The fabled city of Agrabah has finally made its way to Washington.

Disney’s Broadway musical juggernaut “Aladdin” has swooped down on the Kennedy Center, where it’s parked at the Opera House through early September. With bright and breezy musical numbers, glittery costumes, two star-crossed lovers who are too cute for words and a Genie who likes to party, “Aladdin” presents the perfect family-friendly summertime escape.

And there’s no shortage of sparkle in this high-flying spectacle, directed and choreographed by Tony winner Casey Nicholaw, and featuring a book by Chad Beguelin. “Aladdin” is so over-the-top fun and flashy, you’ll (almost) forgive it for leaving Abu and Rajah behind.



In case you didn’t catch the beloved Robin Williams-starring animated movie or the recent live-action helmed by Guy Ritchie, the story follows the adventures of a young street urchin named Aladdin, who wants nothing more than to make his mama (who passed away) proud and win the heart of Princess Jasmine.

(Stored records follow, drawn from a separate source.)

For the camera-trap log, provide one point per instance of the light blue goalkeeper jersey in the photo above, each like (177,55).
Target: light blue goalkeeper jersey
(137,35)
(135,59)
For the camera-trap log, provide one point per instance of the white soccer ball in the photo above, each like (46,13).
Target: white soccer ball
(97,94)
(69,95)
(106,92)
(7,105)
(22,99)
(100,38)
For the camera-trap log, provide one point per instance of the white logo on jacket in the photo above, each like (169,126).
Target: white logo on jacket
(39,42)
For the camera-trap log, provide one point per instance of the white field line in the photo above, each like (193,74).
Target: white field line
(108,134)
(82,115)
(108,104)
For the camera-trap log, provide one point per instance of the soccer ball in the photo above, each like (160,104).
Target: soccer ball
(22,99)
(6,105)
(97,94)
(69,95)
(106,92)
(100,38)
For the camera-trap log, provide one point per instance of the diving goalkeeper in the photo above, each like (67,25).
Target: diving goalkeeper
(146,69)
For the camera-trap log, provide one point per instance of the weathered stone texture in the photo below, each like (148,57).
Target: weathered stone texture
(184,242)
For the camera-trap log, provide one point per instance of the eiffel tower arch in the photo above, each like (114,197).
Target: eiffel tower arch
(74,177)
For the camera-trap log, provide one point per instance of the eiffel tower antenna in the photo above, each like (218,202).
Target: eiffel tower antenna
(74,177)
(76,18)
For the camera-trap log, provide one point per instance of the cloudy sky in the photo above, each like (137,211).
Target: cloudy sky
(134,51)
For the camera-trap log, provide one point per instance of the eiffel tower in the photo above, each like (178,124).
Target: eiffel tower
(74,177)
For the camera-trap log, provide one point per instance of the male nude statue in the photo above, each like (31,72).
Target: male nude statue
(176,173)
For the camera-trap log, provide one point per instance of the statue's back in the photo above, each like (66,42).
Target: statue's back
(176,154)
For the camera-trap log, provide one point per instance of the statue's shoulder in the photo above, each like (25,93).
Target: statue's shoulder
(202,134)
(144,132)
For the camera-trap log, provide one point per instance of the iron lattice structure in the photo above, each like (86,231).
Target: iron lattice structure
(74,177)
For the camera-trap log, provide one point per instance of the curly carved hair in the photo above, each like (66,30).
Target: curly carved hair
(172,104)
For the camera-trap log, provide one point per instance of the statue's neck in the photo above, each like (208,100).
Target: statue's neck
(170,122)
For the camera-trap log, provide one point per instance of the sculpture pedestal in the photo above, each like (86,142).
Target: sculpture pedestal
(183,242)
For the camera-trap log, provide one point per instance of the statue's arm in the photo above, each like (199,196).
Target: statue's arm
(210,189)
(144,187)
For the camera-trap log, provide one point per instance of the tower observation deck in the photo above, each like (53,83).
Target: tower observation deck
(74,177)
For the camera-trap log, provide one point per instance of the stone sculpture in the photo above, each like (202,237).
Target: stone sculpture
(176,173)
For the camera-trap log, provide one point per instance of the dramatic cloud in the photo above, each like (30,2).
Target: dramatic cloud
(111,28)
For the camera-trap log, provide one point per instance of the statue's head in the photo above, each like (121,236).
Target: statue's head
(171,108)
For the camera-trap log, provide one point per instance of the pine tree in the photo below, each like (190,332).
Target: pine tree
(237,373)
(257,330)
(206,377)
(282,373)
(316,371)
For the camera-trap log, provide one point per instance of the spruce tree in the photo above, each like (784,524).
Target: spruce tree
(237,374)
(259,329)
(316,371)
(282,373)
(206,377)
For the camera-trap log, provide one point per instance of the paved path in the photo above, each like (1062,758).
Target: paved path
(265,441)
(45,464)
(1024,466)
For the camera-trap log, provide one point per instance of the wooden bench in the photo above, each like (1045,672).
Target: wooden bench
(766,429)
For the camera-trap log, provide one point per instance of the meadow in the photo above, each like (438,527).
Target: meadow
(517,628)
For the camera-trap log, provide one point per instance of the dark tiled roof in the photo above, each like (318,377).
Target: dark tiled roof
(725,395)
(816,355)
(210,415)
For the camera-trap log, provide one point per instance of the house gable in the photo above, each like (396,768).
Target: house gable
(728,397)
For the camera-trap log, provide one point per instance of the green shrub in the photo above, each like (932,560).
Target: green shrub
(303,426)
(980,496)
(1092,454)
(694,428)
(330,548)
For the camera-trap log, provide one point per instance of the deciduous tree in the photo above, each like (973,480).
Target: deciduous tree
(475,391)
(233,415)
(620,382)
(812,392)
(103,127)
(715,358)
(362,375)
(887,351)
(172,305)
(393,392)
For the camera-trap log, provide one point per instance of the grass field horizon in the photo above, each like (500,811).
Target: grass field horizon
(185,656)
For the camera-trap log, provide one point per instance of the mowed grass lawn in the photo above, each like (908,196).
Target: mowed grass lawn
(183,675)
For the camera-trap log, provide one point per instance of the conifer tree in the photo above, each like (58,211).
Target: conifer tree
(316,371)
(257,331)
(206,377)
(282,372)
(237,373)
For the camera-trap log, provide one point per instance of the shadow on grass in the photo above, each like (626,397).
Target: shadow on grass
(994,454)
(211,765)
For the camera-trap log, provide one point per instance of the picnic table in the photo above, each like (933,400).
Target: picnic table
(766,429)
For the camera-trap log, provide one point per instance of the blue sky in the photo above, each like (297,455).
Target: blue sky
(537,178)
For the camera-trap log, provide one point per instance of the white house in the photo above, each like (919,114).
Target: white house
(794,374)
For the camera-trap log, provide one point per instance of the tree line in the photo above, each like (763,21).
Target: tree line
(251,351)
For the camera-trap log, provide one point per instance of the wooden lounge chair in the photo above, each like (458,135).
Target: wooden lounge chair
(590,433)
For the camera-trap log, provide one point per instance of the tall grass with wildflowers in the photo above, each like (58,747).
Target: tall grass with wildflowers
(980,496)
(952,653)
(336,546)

The only issue is that he’s just a poor boy. However, Jafar, the sultan’s wicked adviser, sees him as something else: “a diamond in the rough,” who’s his key to acquiring a magical lamp locked away in a cave. Luckily, Aladdin taps into the treasure within before Jafar can, releasing a fun-loving Genie who has a penchant for showtunes.

The Broadway musical has all those songs—by Alan Menken and Howard Ashman—you hold dear from the animated movie, like “One Jump Ahead,” “Friend Like Me,” “Prince Ali” and “A Whole New World,” but has been augmented with some tracks cut from the animated movie and some new ones from Menken and Beguelin.

The biggest showstopper of “Aladdin” is Genie’s “Friend Like Me,” which earned the Broadway production its only Tony (a featured actor win for James Monroe Iglehart). The 7-minute-plus crowd-pleaser pumps out an endless parade of musical styles and cheery and energetic dancers. Disney fans will delight in how the song sneaks in bits from other shows like “Beauty and the Beast,” “Pocahontas” and “The Little Mermaid.” Is that “West Side Story” I hear?

With scenic designer Bob Crowley, lighting designer Natasha Katz and illusion designer Jim Steinmeyer onboard, “Aladdin” is not only a musical extravaganza, but a visual one as well—from the vibrant “Arabian Nights” opening number to the gilded Cave of Wonders to Aladdin and Jasmine’s dreamy magic carpet ride through an endless diamond sky. This last one is truly a stunner, and sure to draw many gasps from audiences, as the palace walls retract to reveal a starry night complete with shooting stars and a gigantic moon (nice timing with the Apollo 50th anniversary!).

Clinton Greenspan and Kaena Kekoa—a very winsome-looking pair—are perfectly cast as the plucky “street rat” and the spirited princess, who refuses to be pinned down and yearns to see what lies beyond the kingdom. The musical’s added ballad “A Million Miles Away”—beautifully sung along with “A Whole New World”—showcases their sweet chemistry early on and helps deepen their connection.

As Genie, Major Attaway injects a lot of oomph and personality into his outsized character; he certainly knows how to command the stage. However, you kinda wish there was more Genie in the musical, and more bonding time between him and Aladdin.

Instead of going the puppet route, the musical drops Aladdin’s pal Abu and the princess’s pet tiger Rajah to give the lovebirds human companions. Aladdin’s trio of bumbling buddies (Babkak, Omar and Kassim) are hilariously portrayed by Zach Bencal, Ben Chavez and Colt Prattes, who do a great job of differentiating their characters; Jasmine’s attendants aren’t as defined. Babkak always has food on his mind, even in the most dire of circumstances, while Omar is the most sensitive one and Kassim, the tough guy who craves to be much more.

One animal that gets to keep his job is Jafar’s loudmouth parrot sidekick Iago, who appears as a human henchman in the musical. Reggie De Leon as Iago and Jonathan Weir as his power-hungry master make a great trouble-making team. Jafar is gleefully played by Weir, who comes across as a cartoon villain with his dark and heavy robes and snake staff, and overarched black eyebrows. (He has playing the baddie down pat, having played Scar in “The Lion King.”) However, Jafar’s comeuppance is where this show fails some with a finale that feels too rushed.

Audiences will certainly see variations across the animated film, the live-action remake and the musical. But there’s nothing like seeing this beloved Disney story play out in front of you, despite its flaws (be prepared for more than a few groan-worthy one-liners).

Big and blingy, “Aladdin” will delight audiences of all ages with its eye-popping extravagance and charming tale of love and friendship. And don’t worry, Abu, they haven’t forgotten you. The musical does give a sweet shoutout to Aladdin’s mischievous monkey friend.